What is fascinating is how ingrained mammography has become in our medical culture and how most individuals believe that mammography is so beneficial.  Take a look at the figure in the link to get a better perspective.  While women think that mammography may save 80 lives out of a thousand screened, according to the commentary, the data suggest that 1 woman may be saved.  The main problem: “for every breast-cancer death prevented in U.S. women over a 10-year course of annual screening beginning at 50 years of age, 490 to 670 women are likely to have a false positive mammogram with repeat examination; 70 to 100, an unnecessary biopsy; and 3 to 14, an overdiagnosed breast cancer that would never have become clinically apparent.”

If a well-established screening measure like mammography is not so beneficial, what else could be on the chopping block?  As noted in a previous blog post (Do you know about the “Choosing Wisely gutsandgrowth), even the annual physical exam has been deemed a low-value service.

Another related blog post:

There is More to Life Than Death” | gutsandgrowth

 

“There is More to Life Than Death”

This commentary helps explain some of the reasons for recent recommendations to drop PSA screening for prostate cancer and to stop mammograms for women ages 40 to 49 while at the same time showing how these decisions are not in fact ‘no-brainers.’ (NEJM 2012; 987-89).

With both decisions, the U.S. preventive services task force (USPSTF) focused on mortality data.  For prostate cancer, the pivotal trial was the U.S. Prostate, Lung, Colorectal and Ovarian Cancer Screening Trial (PLCO) that showed no difference in mortality between a PSA-screened group and a control group.  Besides detailing a few limitations of the study, the authors note that separate epidemiologic data show a 75% decrease in men presenting with advanced prostate cancer since the introduction of PSA screening. Furthermore, a European study showed advanced cancers were 40% more likely in the control group as well.

Patients with more advanced prostate cancer are prone to bone pain and urinary obstruction; whereas, patients who undergo unnecessary surgery (b/c prostate cancer was not going to kill them) may develop incontinence and impotence.

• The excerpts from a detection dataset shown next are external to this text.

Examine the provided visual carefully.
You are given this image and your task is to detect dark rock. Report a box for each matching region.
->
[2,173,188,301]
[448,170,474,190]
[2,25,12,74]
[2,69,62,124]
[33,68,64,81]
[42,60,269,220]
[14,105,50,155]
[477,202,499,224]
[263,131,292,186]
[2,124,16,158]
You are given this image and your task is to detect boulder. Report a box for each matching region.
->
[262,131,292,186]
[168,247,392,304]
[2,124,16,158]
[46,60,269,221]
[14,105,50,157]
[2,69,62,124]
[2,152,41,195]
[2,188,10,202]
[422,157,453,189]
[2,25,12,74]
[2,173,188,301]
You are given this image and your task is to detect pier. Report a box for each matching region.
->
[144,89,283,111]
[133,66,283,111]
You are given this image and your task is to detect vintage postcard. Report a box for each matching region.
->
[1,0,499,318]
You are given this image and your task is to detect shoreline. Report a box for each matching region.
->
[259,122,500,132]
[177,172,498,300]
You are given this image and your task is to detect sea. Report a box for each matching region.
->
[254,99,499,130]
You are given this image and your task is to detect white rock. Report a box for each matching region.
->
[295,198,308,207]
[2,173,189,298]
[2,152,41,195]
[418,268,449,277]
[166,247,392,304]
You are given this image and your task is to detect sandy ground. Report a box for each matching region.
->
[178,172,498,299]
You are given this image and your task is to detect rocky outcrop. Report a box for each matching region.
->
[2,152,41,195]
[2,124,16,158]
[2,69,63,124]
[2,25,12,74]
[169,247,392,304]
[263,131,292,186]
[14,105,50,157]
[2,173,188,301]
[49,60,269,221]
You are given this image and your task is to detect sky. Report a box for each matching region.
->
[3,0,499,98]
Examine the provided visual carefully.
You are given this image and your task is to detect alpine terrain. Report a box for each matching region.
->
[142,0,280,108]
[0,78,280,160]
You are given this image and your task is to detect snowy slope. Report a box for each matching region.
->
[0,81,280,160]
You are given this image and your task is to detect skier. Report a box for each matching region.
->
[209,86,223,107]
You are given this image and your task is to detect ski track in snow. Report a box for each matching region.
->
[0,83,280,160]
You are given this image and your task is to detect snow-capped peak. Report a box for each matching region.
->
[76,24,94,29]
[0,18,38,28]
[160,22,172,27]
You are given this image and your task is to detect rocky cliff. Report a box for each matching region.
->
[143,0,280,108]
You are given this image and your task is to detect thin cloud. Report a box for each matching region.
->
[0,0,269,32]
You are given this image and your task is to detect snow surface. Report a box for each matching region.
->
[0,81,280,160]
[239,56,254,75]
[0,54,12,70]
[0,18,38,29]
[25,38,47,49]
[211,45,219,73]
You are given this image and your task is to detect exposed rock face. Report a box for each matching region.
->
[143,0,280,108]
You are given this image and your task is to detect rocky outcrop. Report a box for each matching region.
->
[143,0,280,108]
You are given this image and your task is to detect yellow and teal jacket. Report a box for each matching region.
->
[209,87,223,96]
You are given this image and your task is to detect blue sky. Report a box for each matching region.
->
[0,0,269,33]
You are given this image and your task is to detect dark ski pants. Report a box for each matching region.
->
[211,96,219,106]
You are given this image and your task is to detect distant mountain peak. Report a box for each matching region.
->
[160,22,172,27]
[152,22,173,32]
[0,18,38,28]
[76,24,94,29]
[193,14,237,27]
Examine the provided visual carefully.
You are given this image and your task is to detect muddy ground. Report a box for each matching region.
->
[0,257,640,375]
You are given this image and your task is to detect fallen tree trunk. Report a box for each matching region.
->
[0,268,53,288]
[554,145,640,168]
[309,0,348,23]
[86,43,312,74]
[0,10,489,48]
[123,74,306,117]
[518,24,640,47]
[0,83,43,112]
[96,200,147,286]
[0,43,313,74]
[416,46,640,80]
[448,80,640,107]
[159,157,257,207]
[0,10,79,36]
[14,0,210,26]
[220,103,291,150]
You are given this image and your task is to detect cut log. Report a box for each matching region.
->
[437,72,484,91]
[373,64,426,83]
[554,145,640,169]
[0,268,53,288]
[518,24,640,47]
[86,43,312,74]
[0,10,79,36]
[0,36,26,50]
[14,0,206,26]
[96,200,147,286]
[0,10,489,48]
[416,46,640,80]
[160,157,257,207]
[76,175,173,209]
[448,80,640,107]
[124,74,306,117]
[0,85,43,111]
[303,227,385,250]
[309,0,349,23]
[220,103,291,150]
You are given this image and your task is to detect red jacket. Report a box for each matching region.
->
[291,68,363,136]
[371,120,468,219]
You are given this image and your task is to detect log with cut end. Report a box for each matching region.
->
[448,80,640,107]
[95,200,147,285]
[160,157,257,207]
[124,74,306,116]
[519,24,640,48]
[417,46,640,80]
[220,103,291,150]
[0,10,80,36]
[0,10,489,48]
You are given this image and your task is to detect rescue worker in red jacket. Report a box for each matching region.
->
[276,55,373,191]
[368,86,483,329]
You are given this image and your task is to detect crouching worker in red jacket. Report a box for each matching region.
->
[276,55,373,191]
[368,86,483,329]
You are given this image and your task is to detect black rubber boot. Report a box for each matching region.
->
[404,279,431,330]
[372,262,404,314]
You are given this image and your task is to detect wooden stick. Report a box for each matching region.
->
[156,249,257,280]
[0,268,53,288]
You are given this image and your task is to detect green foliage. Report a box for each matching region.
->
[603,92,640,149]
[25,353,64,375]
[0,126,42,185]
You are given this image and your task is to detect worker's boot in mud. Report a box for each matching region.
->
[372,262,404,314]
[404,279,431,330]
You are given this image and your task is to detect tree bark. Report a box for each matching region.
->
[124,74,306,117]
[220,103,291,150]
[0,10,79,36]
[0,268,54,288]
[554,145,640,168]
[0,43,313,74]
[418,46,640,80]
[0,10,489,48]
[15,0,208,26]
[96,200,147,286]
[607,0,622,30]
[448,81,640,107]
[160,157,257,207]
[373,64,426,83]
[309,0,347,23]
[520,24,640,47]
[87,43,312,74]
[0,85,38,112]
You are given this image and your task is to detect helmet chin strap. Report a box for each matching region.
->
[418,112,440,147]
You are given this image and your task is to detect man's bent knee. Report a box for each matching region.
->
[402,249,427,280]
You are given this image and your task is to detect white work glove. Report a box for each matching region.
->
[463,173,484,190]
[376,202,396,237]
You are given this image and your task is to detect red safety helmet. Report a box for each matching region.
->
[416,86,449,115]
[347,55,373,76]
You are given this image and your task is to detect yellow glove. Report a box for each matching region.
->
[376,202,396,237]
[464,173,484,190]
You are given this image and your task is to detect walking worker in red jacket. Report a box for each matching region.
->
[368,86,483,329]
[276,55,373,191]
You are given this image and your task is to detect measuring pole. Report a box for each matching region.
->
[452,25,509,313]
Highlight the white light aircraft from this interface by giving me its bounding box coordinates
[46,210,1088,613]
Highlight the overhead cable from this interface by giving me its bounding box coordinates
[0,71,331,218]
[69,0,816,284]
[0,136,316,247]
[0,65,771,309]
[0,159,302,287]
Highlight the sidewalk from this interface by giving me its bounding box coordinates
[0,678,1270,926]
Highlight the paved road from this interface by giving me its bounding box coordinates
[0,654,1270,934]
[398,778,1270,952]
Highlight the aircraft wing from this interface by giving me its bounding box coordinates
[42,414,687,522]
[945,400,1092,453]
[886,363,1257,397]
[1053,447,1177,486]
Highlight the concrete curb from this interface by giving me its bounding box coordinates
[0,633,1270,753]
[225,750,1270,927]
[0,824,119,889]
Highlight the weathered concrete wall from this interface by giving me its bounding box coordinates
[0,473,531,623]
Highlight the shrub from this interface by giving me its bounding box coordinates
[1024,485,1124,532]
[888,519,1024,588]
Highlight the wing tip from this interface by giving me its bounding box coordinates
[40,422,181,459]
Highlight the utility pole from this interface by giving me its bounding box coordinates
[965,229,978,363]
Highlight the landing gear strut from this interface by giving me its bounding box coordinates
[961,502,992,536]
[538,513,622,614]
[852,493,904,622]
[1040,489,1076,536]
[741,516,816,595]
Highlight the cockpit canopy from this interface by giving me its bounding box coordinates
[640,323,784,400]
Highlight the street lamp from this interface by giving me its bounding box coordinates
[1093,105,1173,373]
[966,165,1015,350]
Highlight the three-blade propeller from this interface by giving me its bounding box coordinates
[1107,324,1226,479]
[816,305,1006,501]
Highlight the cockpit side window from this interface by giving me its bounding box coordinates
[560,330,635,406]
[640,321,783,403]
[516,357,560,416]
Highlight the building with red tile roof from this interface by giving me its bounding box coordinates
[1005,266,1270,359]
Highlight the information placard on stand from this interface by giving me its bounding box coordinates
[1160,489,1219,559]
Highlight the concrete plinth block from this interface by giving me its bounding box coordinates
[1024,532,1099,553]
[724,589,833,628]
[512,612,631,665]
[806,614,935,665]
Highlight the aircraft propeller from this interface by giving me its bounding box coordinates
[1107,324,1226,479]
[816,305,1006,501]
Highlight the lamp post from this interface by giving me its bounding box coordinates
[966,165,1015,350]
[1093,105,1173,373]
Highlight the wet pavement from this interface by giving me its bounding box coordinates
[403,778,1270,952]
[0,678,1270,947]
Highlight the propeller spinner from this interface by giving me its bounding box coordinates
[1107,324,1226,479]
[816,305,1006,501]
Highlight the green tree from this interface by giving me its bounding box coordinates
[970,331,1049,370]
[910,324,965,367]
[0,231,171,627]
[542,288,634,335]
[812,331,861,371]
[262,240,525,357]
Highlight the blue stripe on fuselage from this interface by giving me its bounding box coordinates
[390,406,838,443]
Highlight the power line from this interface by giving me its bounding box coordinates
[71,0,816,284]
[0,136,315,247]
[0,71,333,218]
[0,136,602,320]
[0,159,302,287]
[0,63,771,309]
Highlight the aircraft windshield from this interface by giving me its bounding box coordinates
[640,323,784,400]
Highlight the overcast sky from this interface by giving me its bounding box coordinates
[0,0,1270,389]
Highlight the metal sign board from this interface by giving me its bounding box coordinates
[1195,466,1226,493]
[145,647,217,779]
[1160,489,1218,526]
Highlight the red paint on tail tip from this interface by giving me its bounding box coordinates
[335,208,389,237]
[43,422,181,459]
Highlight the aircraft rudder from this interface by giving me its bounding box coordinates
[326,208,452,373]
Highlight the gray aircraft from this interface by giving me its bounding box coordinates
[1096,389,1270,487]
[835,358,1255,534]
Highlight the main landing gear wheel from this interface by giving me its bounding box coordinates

For breast cancer, similarly, identifying smaller breast cancers may allow more conservative therapy. This has to be weighed against increased anxiety, discomfort, and biopsies for those with false-positive mammograms.

Conclusions:

“Basing decisions on the outcome of death ignores vital dimensions of life that are not easily quantified…It is neither ignorant nor irrational to question the wisdom of expert recommendations that are sweeping and generic.  There is more to life than death.”

On a side note, one of the authors (Jerome Groopman) has written several books.  My favorite of his: “The Measure of Our Days.”